When Mr. Pirzada Came To Dine by Jhumpa Lahiri, 1998

The magic trick:

Bringing home the story of war by keeping a certain distance

Writing about personal tragedy is difficult.

Writing about tragedy on a grand scale? Difficult, verging on the impossible.

“When Mr. Pirzada Came To Dine” manages to do both remarkably well. Truly amazing.

The topic at hand is the Bangladesh Liberation War of 1971. The story, however, is set in Boston. So how does that work?

Brilliantly, we get the story through the memories of our narrator looking back on her childhood – where her concerns about Halloween costume intermingle with sorting out how she feels about this odd guest who joins the family for dinner each night.

This guest, it turns out, is in Boston on an academic program, separated from his wife and children, who are half a world away in the middle of the Bangladesh Liberation War.

So we get the intensely personal connection through Mr. Pirzada. But we also get the distance – both physical distance between the story’s setting and the war, and the emotional distance caused by the limited capacity to understand inherent to our narrator’s age. The intensely personal connection obviously makes us feel sympathy for the situation. The distance makes it easier for us to relate – reading as most people will be from a setting and position of privilege similar to the narrator.

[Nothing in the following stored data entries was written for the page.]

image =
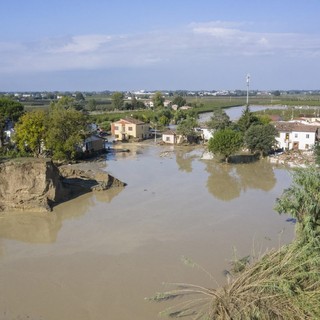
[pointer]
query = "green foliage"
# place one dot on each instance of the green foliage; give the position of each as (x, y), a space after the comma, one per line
(225, 142)
(187, 128)
(283, 284)
(179, 101)
(260, 138)
(158, 100)
(65, 130)
(246, 120)
(92, 104)
(302, 201)
(219, 120)
(30, 132)
(117, 100)
(316, 152)
(79, 96)
(10, 110)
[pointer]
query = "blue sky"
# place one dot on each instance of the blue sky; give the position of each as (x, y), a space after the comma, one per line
(162, 44)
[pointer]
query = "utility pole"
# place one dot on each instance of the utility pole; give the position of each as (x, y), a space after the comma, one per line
(248, 84)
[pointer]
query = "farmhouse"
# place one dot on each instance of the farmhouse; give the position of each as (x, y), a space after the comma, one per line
(127, 128)
(296, 135)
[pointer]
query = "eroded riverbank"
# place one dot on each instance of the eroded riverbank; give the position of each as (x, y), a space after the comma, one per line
(98, 256)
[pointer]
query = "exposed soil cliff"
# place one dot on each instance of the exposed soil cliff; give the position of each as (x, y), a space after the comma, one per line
(38, 184)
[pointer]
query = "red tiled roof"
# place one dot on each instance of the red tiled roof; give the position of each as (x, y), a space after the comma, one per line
(130, 120)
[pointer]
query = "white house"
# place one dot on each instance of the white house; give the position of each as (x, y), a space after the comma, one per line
(206, 133)
(171, 137)
(296, 136)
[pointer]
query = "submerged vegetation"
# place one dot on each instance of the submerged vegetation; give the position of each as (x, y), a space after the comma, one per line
(282, 284)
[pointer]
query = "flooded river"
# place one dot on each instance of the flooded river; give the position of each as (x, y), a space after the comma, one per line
(97, 257)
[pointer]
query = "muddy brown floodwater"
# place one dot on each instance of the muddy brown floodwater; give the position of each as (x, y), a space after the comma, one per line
(98, 256)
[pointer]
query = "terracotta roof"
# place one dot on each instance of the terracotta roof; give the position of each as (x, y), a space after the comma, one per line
(284, 126)
(170, 132)
(131, 120)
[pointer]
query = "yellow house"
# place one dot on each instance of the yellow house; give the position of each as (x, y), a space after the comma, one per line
(127, 128)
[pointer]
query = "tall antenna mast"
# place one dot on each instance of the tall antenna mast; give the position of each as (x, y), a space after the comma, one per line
(248, 84)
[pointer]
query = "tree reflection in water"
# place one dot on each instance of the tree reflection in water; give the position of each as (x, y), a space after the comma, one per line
(227, 181)
(184, 159)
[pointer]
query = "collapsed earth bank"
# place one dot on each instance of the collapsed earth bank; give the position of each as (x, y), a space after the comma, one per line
(38, 184)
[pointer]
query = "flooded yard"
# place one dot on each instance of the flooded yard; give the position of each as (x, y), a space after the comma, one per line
(98, 256)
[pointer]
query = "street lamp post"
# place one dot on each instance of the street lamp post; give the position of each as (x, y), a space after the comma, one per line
(248, 84)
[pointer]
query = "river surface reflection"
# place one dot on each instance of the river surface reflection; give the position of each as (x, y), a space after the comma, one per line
(98, 256)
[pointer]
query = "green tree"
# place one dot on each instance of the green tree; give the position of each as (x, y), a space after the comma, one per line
(316, 153)
(30, 132)
(246, 120)
(117, 100)
(179, 101)
(260, 138)
(10, 111)
(219, 120)
(158, 100)
(225, 142)
(92, 104)
(79, 96)
(65, 130)
(302, 202)
(187, 128)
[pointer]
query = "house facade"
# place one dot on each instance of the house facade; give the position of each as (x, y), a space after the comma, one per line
(171, 137)
(93, 144)
(296, 135)
(127, 128)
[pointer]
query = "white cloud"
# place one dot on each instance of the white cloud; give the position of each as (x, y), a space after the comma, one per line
(196, 43)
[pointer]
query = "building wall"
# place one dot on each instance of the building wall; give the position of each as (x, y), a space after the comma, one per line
(125, 130)
(169, 138)
(296, 140)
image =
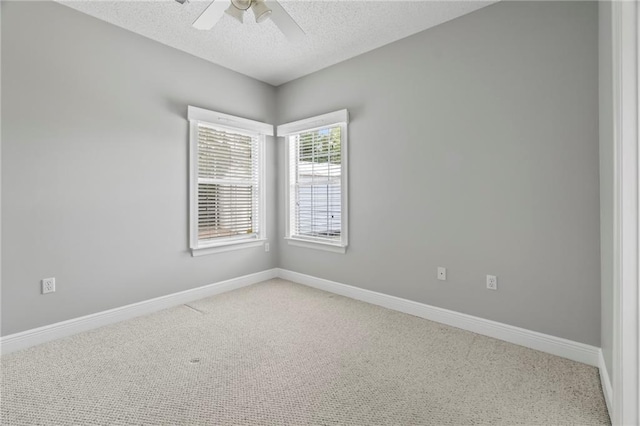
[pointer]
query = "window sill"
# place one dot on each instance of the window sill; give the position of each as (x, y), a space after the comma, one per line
(335, 248)
(230, 246)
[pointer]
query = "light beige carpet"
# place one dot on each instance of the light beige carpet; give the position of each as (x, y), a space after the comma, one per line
(279, 353)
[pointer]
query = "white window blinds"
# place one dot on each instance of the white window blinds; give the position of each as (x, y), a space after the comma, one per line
(316, 190)
(316, 184)
(228, 187)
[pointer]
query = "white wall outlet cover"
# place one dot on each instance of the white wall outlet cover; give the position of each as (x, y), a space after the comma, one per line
(492, 282)
(48, 285)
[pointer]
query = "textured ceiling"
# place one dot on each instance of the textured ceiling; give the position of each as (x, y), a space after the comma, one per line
(335, 31)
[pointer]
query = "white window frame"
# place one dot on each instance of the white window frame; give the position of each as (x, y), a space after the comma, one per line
(289, 130)
(232, 123)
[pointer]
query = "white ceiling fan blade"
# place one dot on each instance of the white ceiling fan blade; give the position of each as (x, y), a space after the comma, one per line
(284, 21)
(211, 14)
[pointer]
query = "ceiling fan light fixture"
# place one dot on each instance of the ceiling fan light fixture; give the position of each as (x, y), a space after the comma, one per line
(260, 10)
(235, 13)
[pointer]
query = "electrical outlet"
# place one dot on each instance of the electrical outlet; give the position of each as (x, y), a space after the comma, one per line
(492, 282)
(48, 285)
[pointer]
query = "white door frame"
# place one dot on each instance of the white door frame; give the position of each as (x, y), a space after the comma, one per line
(626, 297)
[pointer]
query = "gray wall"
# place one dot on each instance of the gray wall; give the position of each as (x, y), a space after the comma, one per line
(94, 165)
(474, 146)
(606, 180)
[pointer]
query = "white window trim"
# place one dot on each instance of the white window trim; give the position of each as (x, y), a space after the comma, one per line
(201, 116)
(285, 130)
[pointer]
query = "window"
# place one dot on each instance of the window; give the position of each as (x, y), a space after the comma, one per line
(316, 194)
(227, 185)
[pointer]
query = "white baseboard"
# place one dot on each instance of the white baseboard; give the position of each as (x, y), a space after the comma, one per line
(554, 345)
(607, 390)
(25, 339)
(531, 339)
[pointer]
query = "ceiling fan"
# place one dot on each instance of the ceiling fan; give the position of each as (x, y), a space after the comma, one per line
(262, 9)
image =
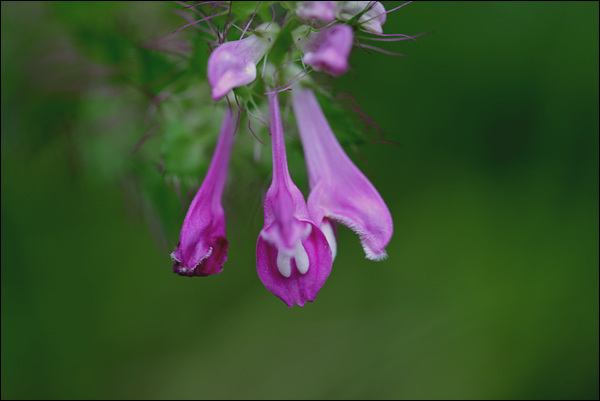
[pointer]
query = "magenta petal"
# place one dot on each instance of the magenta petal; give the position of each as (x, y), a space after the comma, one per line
(339, 190)
(329, 49)
(297, 288)
(202, 247)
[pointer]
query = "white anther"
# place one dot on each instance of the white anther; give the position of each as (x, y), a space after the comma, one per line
(284, 263)
(284, 260)
(301, 258)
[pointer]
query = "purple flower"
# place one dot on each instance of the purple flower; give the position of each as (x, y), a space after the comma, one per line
(329, 49)
(317, 10)
(292, 254)
(233, 64)
(339, 191)
(202, 247)
(371, 21)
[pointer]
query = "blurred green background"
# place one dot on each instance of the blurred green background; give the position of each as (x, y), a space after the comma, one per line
(491, 286)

And that’s quite a trick on Lahiri’s part.

The selection:

At six-thirty, which was when the national news began, my father raised the volume and adjusted the antennas. Usually I occupied myself with a book, but that night my father insisted that I pay attention. On the screen I saw tanks rolling through dusty streets, and fallen buildings, and forests of unfamiliar trees into which East Pakistani refugees had fled, seeking safety over the Indian border. I saw boats with fan-shaped sails floating on wide coffee-colored rivers, a barricaded university, newspaper offices burnt to the ground. I turned to look at Mr. Pirzada; the images flashed in miniature across his eyes. As he watched he had an immovable expression on his face, composed but alert, as if someone were giving him directions to an unknown destination.